I am looking at purchasing a new snow blower. I live in Canada and have access to the new Yamaha models and have been looking at the YT624E model.
It seems like a great little package, but I am a little concerned it might be under powered. I have a 40' x 30' paved driveway and wouldn't mind helping the neighbours with their driveways as well. I have narrowed my selection to the YT624e or move up to the bigger HS928 Honda. Any suggestions would be much appreciated.


----------



## mrplow (Jan 27, 2013)

Have you considered the YS928J its more comparable to the Honda HS928 in performance.

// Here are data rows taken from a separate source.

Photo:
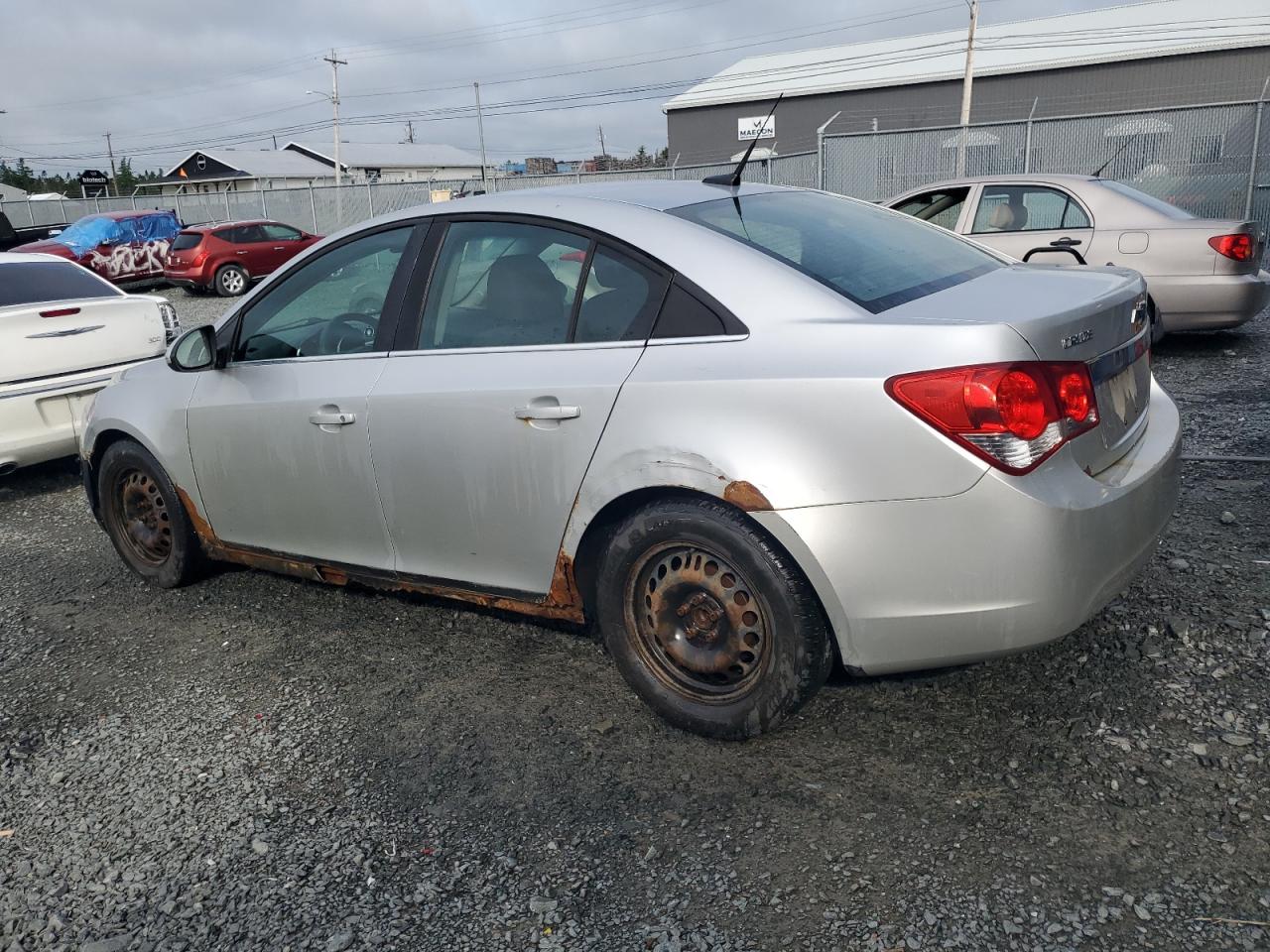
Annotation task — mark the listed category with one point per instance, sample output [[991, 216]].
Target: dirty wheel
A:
[[708, 620], [144, 517], [230, 281]]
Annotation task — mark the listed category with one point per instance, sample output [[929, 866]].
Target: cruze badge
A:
[[1079, 338]]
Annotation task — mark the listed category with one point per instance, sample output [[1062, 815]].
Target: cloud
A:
[[163, 79]]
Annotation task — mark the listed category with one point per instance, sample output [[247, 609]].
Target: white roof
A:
[[391, 155], [1114, 33], [262, 164]]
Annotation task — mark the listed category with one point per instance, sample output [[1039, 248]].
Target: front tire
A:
[[708, 621], [145, 518], [230, 281]]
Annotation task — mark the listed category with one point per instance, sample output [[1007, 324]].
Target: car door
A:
[[1016, 218], [280, 436], [492, 407]]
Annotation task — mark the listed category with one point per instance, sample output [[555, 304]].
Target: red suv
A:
[[227, 257]]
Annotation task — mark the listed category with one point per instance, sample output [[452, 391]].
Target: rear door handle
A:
[[548, 413]]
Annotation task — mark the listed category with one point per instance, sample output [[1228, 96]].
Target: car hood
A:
[[46, 248]]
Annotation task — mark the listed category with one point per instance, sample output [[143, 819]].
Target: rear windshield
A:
[[870, 255], [1156, 204], [37, 282]]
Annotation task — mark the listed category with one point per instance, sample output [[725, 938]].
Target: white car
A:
[[64, 334]]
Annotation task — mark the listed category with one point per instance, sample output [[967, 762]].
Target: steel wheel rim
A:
[[698, 624], [141, 517]]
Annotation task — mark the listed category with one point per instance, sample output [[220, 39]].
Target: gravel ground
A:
[[263, 763]]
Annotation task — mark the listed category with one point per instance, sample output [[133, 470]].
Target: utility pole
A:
[[966, 86], [480, 131], [109, 150], [334, 100]]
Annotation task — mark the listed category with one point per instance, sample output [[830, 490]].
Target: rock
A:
[[116, 943]]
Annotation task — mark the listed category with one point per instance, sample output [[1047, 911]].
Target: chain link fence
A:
[[1211, 160]]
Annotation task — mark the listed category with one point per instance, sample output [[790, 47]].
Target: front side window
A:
[[502, 285], [330, 304], [869, 255], [942, 207], [1026, 208]]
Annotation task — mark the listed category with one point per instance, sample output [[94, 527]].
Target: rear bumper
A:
[[42, 419], [1209, 301], [1010, 563]]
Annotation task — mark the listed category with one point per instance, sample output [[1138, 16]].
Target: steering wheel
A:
[[345, 333]]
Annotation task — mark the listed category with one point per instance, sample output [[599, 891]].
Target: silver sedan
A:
[[1202, 273], [748, 431]]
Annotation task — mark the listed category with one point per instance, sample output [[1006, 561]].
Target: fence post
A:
[[1256, 150], [1028, 137], [820, 150]]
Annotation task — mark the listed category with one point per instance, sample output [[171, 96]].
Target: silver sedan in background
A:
[[1202, 273], [748, 431]]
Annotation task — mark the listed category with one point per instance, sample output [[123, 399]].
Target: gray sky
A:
[[167, 77]]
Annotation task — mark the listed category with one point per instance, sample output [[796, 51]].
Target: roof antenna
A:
[[1116, 154], [733, 178]]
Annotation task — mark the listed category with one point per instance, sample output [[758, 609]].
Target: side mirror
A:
[[193, 350]]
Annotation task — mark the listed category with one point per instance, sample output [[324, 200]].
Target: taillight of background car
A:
[[1238, 248], [1015, 416]]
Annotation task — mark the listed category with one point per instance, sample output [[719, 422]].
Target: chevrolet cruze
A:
[[748, 431]]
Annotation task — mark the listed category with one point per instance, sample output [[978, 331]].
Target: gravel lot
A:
[[263, 763]]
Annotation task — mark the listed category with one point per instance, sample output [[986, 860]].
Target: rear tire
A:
[[708, 621], [230, 281], [145, 518]]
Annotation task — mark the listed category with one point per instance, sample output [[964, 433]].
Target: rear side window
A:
[[869, 255], [187, 240], [39, 282], [685, 316], [619, 301]]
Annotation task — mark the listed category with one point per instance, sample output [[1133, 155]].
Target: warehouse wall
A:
[[708, 134]]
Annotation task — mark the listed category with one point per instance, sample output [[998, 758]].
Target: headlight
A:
[[171, 325]]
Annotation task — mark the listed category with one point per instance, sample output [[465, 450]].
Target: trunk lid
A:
[[1093, 315], [64, 336]]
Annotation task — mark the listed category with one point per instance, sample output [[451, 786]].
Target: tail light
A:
[[1015, 416], [1238, 248]]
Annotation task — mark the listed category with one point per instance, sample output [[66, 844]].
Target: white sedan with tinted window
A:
[[64, 334]]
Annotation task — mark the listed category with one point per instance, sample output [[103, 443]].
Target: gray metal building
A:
[[1132, 58]]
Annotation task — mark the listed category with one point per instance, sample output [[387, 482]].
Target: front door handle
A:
[[553, 412], [331, 417]]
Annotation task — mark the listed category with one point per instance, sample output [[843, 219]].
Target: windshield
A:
[[870, 255], [1157, 204]]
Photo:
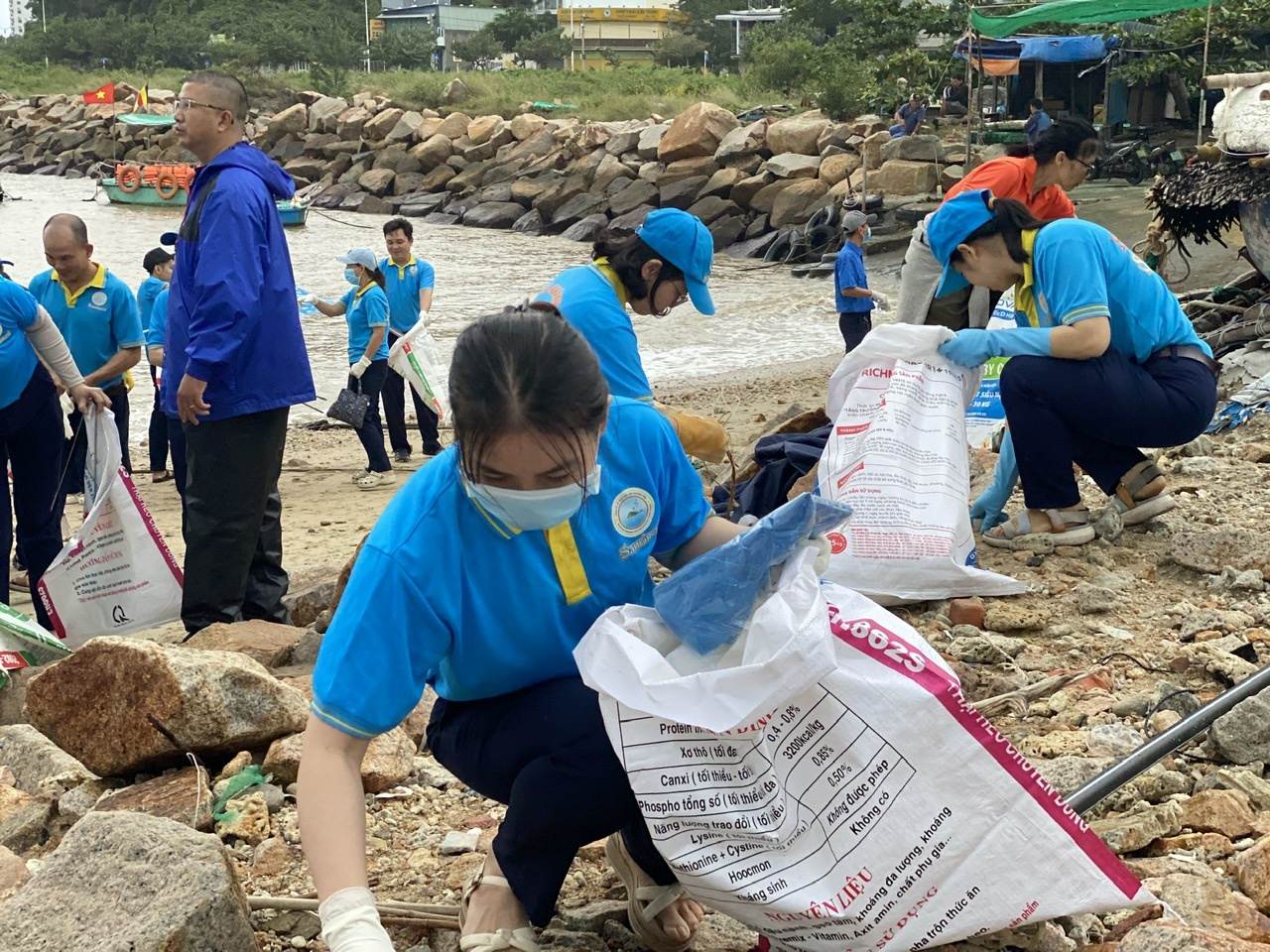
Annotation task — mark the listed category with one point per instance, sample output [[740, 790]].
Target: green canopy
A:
[[1078, 12]]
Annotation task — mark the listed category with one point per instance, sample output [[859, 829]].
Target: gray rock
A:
[[111, 887], [32, 757]]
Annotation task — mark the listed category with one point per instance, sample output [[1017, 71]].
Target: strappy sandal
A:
[[645, 900], [521, 939], [1133, 511], [1069, 527]]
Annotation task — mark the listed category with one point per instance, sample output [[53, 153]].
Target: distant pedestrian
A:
[[409, 290], [31, 431], [158, 264], [1038, 121], [851, 291], [366, 308], [98, 317], [234, 362], [908, 117]]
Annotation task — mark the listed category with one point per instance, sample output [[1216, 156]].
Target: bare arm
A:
[[125, 359], [333, 807]]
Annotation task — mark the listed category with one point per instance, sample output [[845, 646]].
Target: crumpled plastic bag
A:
[[707, 602]]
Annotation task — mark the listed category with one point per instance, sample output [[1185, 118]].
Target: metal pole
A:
[[1164, 744]]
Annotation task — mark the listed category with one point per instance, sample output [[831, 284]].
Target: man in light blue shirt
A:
[[96, 315], [408, 282]]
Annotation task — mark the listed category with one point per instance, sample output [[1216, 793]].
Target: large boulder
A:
[[747, 140], [695, 132], [130, 883], [799, 135], [123, 705]]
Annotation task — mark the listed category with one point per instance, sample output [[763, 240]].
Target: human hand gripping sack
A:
[[349, 921]]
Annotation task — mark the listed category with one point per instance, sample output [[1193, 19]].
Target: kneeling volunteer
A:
[[1103, 361], [479, 579]]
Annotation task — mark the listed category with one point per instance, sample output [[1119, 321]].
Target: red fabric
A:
[[1014, 178], [105, 94]]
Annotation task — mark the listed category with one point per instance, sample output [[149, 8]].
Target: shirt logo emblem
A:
[[633, 512]]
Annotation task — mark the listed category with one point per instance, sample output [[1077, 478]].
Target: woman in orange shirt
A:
[[1060, 162]]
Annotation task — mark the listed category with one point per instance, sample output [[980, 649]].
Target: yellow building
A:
[[607, 35]]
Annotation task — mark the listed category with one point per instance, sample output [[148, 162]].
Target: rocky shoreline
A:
[[749, 182]]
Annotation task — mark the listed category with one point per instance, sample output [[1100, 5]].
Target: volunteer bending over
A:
[[1102, 361], [480, 578], [31, 430], [663, 266], [1060, 162]]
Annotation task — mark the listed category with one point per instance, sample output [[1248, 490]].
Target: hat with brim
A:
[[952, 223], [684, 241]]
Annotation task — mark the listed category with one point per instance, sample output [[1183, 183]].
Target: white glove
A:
[[349, 921]]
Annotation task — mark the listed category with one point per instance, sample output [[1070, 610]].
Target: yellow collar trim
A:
[[72, 296], [604, 268]]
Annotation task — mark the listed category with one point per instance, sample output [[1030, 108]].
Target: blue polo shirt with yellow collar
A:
[[444, 594], [404, 282], [98, 320]]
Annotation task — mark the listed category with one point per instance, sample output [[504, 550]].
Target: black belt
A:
[[1191, 353]]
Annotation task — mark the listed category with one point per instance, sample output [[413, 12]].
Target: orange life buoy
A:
[[127, 178], [167, 185]]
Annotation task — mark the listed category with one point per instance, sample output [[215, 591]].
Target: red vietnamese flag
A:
[[105, 94]]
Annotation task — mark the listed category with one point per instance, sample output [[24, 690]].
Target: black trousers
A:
[[394, 413], [544, 753], [234, 521], [31, 442]]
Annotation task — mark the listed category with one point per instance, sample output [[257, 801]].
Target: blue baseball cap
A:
[[952, 223], [683, 240]]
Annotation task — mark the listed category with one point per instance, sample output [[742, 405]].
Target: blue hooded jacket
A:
[[232, 315]]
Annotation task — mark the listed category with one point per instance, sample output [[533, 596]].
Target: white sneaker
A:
[[376, 480]]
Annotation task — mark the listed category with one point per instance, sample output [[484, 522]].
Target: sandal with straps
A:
[[520, 939], [645, 900], [1069, 527], [1134, 511]]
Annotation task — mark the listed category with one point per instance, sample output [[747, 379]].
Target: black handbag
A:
[[349, 407]]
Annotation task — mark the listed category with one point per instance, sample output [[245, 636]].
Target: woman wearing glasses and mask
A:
[[526, 522], [1060, 162]]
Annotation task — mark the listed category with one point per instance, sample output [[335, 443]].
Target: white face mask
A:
[[531, 509]]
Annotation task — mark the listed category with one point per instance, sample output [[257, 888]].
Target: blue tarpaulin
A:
[[1039, 49]]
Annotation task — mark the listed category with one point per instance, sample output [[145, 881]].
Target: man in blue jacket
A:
[[235, 361]]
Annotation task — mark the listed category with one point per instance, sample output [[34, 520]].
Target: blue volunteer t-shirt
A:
[[365, 309], [403, 284], [98, 320], [848, 272], [18, 311], [1080, 271], [595, 304], [444, 594], [146, 295]]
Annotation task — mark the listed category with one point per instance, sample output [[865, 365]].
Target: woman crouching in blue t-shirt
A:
[[1102, 361], [479, 579]]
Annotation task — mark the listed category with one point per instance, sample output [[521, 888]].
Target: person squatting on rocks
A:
[[96, 313], [1060, 162], [663, 266], [1102, 361], [31, 430], [527, 526], [234, 362], [366, 308], [409, 289]]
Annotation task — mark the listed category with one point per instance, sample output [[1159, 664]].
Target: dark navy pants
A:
[[544, 753], [31, 440], [1096, 414]]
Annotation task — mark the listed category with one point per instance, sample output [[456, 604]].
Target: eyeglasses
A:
[[183, 104]]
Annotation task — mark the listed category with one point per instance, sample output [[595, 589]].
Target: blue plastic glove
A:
[[973, 348], [989, 507]]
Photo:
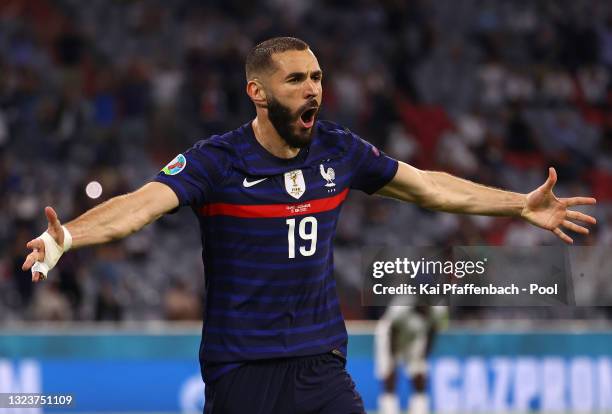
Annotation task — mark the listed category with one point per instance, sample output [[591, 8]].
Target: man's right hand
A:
[[37, 246]]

All the newer Yamahas seem very modest in there displacements the 9hp is only 251cc but apparently they can perform like the more powerful machines,why I don't know,maybe its the gearing,hydo drive or electromagnetic clutch?


----------



## lyle (Nov 11, 2013)

Thank you for your reply Mr. Plow. I am concerned that the bigger Yamaha is just too heavy for my smaller driveway. I'll be turning back and forth quite a bit and that extra 100+ pounds will be too much I think.


----------



## MagnumB (Oct 1, 2014)

I'm curious what you ended up with. I'm looking at a 928. But I have no practical experience handling it in the snow. Is it good? Is it a bear and just plain painful? 

The Yt624 is getting an upgrade this year. Very nice one. Power is all the same, but it's going to have more shrouding than a Honda 928 but not the sound shrouding as found on the YS928j. 

I've been concerned about the smaller machines power as well. I wish they just made a 26". Would be ideal. 

PS. New lower pricing for the Updated YT624. Nice treat there.


----------



## Coby7 (Nov 6, 2014)

My lower driveway is 120 feet by 18 wide so 10 up and down cuts and I'm done. 

I just bought a new YT624 to replace my 30 year old YS524. 



The 5hp did the job great as you can see and I expect a 6 hp should do better.



We get a lot of snow here and never had a problem with the old one.



624 is big enough, I let my neighbours buy the bigger ones and run circles around them.lol


----------